Helena veio atrás da “paixão assolapada” do marido por Mação e Luísa decidiu passar a reforma na terra natal. Depois do fogo, as habitantes das Casas da Ribeira pensam em fazer o caminho inverso do que consumaram há anos.
Ao final da tarde do dia 26 de Julho, o fumo ainda era denso - quase parecia nevoeiro cerrado - na zona das Casas da Ribeira, onde uma casa de primeira habitação ardeu. “Era da Maria de Jesus”, conta Helena Mota, apontando para a casa, de onde ao princípio da noite ainda saia fumo.
Pela aldeia, alguns ainda tentavam ao início da noite apagar pequenas chamas que teimavam em aparecer, ouvindo-se ainda o crepitar do fogo em casas que estavam abandonadas e que arderam.
“Hoje foi medonho. Hoje foi medonho”, repete Helena, natural de Campo Maior, mas que veio para Casas da Ribeira há cerca de 20 anos, com o marido, que tinha as suas origens em Mação e uma “paixão assolapada” pela terra. Na pequena aldeia, viram as chamas na terça-feira, passaram a noite no lar e hoje acabaram por ver o fogo a cercar a localidade.
A maioria decidiu ficar e Casas da Ribeira acabou por contar com um “apoio extraordinário dos bombeiros” no combate às chamas, que atingiram a aldeia por volta das 17h00 de dessa quarta-feira, disse Helena Mota.
Luísa Pereira, de 65 anos, ainda pensou que os bombeiros segurassem as chamas “junto à capela” da povoação, mas acabaram por passar por cima dos carros dos bombeiros. Ouviu a sua irmã a gritar: “Foge, foge”. Só teve tempo de pôr a “rega automática” no quintal e correu com a mangueira por cima da cabeça, sublinha. “Isto agora só com lixívia”, nota, a olhar para a roupa e braços sujos do incêndio.

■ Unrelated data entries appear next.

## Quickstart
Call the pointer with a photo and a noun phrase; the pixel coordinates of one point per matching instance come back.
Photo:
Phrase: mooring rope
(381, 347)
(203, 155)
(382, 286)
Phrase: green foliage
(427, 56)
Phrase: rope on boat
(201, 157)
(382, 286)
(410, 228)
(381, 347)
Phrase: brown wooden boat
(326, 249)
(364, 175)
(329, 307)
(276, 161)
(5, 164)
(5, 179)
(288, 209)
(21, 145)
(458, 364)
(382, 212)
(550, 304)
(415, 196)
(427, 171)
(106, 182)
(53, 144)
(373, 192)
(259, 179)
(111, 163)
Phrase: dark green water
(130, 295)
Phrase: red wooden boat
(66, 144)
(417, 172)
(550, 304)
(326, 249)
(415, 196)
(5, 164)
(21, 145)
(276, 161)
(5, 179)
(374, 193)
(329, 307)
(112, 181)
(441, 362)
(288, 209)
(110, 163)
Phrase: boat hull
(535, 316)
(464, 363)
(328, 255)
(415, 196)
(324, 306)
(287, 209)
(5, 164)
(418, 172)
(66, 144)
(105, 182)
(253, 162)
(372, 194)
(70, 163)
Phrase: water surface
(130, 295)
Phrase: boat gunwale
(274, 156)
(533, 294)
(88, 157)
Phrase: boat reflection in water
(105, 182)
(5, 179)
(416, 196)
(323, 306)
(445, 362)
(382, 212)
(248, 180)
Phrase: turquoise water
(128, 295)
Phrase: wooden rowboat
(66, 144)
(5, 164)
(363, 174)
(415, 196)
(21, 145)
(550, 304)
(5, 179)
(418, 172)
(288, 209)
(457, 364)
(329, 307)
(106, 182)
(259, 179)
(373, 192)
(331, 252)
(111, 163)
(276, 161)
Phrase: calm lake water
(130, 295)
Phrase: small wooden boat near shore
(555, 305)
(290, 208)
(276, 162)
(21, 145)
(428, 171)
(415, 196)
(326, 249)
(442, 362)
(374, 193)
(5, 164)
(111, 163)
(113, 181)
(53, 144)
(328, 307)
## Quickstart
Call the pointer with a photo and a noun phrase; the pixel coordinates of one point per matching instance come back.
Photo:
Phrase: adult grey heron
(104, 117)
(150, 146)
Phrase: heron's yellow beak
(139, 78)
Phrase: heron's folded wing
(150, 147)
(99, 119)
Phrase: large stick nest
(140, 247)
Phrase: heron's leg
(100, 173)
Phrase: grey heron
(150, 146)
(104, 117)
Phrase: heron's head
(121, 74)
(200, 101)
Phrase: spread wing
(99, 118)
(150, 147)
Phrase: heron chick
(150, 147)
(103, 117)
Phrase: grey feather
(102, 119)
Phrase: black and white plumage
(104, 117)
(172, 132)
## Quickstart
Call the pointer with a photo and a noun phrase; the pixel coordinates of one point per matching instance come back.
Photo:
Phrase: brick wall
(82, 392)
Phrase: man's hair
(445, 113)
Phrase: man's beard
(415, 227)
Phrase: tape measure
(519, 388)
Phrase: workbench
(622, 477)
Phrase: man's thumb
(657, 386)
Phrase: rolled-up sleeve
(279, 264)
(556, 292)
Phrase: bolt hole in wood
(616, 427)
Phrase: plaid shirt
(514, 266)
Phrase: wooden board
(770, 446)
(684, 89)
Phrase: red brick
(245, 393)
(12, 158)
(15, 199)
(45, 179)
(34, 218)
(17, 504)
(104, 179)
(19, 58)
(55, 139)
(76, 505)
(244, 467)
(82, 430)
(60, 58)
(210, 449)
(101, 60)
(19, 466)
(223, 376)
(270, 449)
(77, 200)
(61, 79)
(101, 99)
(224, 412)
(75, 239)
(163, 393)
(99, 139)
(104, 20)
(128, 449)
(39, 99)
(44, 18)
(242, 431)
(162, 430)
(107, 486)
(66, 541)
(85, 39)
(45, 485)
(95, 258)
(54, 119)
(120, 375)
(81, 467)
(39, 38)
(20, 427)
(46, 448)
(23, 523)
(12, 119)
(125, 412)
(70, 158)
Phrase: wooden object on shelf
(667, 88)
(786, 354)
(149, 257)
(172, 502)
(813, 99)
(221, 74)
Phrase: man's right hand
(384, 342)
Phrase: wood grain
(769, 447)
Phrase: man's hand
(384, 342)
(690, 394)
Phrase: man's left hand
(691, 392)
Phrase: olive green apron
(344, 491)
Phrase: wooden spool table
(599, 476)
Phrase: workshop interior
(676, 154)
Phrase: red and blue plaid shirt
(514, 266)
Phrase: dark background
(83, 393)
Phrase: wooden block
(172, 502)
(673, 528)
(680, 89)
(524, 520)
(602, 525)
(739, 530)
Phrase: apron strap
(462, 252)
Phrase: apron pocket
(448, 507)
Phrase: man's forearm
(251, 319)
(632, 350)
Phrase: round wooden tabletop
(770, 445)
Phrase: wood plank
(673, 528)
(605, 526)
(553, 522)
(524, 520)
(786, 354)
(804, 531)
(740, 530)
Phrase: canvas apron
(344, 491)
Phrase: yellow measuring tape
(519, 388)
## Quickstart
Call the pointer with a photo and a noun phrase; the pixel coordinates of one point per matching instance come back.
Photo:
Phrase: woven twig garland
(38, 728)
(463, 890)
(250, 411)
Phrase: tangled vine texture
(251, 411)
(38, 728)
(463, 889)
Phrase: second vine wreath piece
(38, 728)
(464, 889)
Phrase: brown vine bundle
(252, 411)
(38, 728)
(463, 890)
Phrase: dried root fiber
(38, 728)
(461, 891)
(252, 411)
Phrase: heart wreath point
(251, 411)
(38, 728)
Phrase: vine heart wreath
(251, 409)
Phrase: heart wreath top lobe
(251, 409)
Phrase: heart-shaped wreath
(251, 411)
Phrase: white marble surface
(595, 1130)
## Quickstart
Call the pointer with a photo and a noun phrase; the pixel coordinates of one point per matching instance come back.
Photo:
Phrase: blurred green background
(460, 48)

Luísa perdeu todas as árvores que tinha e sublinha que “tinha de tudo” e de “toda a qualidade”, desde pessegueiros, mirtilos, medronheiros e diferentes variedades de uva. “Foi-se tudo”, lamentou, considerando que agora “já não vale a pena” voltar a replantar.

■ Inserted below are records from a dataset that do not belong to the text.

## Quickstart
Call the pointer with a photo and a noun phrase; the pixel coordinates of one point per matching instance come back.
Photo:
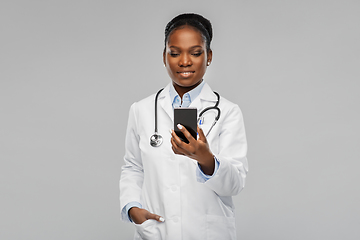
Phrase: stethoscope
(156, 139)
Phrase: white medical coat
(166, 183)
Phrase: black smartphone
(187, 117)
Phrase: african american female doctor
(184, 190)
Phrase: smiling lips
(186, 74)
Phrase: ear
(209, 56)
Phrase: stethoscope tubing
(156, 139)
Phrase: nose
(185, 60)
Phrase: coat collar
(206, 95)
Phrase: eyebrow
(196, 46)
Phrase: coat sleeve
(132, 174)
(229, 180)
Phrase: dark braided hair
(194, 20)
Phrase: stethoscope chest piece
(156, 140)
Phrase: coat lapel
(205, 99)
(165, 102)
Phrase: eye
(174, 54)
(197, 54)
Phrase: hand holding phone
(187, 117)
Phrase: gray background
(69, 71)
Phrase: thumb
(201, 134)
(156, 217)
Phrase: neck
(182, 90)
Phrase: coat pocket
(148, 230)
(220, 227)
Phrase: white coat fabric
(166, 183)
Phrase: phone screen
(187, 117)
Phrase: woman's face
(185, 57)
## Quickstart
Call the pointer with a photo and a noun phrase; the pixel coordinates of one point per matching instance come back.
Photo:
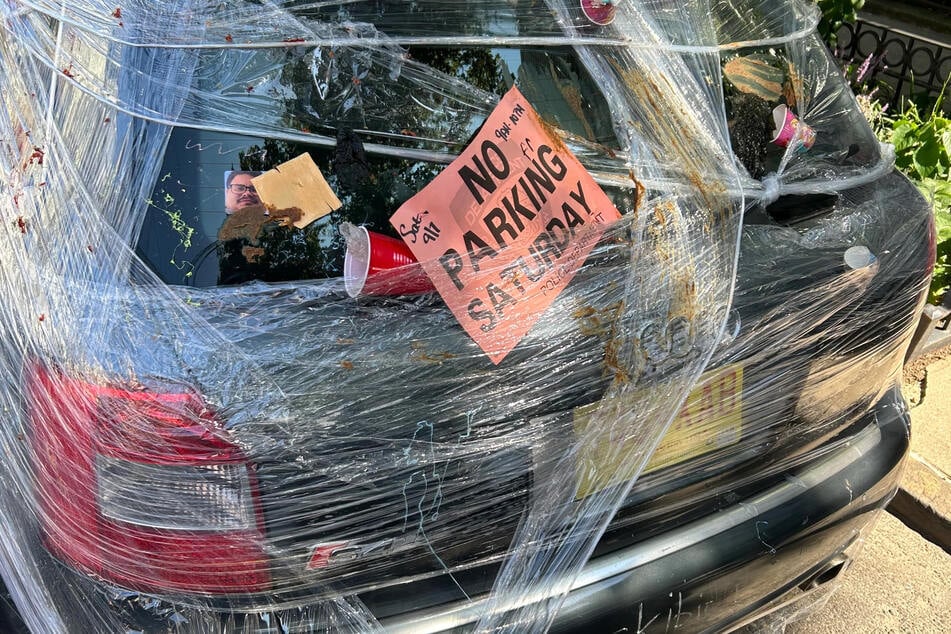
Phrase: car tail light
(144, 489)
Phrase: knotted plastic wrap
(204, 431)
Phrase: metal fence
(911, 65)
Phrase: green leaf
(927, 158)
(903, 134)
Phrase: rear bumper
(709, 575)
(733, 565)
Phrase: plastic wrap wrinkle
(204, 431)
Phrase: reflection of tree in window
(369, 196)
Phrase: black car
(205, 430)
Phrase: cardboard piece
(296, 185)
(505, 227)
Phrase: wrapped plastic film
(207, 432)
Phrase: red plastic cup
(376, 264)
(791, 129)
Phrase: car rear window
(190, 237)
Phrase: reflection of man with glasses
(239, 192)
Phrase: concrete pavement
(901, 580)
(924, 501)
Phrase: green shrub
(835, 13)
(923, 152)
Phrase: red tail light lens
(144, 489)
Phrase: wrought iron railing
(912, 65)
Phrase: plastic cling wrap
(440, 316)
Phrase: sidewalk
(924, 500)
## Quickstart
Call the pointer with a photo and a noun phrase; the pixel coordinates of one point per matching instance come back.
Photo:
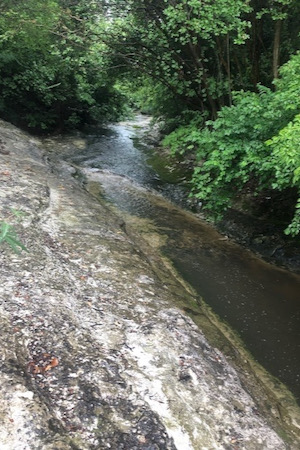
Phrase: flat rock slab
(94, 354)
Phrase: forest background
(222, 76)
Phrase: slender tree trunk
(276, 48)
(229, 70)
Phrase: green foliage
(285, 162)
(8, 235)
(53, 75)
(255, 142)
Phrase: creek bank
(256, 223)
(95, 352)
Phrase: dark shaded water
(259, 301)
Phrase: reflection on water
(261, 302)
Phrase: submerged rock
(95, 354)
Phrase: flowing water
(259, 301)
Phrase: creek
(259, 301)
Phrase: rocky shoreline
(95, 354)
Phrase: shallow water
(259, 301)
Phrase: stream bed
(259, 301)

Luísa gosta de morar nas Casas da Ribeira - Helena “não” -, mas o fogo “vai tirando o ânimo”. O marido de Luísa, conta Helena, já lhe disse, nesses dias, quando foram mandados para o lar, que estava a pensar seriamente voltar para Queluz, onde o casal morou e trabalhou. “Já pensei nisso”, admite Luísa.
Helena é mais assertiva quando pensa em sair das Casas da Ribeira. O desencanto pela terra não é só do fogo, mas também de problemas na aldeia e de o abandono da localidade que foi assistindo ao longo do tempo.
“Comprámos um palheiro aqui, renovámos o palheiro e empatámos aqui as nossas economias. Se eu soubesse o que sei hoje”, protesta Helena Mota, que diz que quando veio, há 20 anos, “ainda havia juventude”. Hoje, são 20 e poucas pessoas as que vivem na aldeia - conta-as pelo nome.
“Cada vez há mais casas fechadas. As que morrem, morrem e os filhos estão para lá e não vêm, só nas férias ou um ou outro fim-de-semana. Temos aqui estas pessoas e são todos velhos. Todos velhos”, conta a reformada que trabalhou em Lisboa.
Onde hoje se vêem eucaliptos e pinheiros, dantes eram terras de cultivo de milho, trigo e cevada, diz Helena, que, enquanto caminha por uma das pequenas ruas das Casas da Ribeira, pergunta: “Porque é que vim para aqui?”.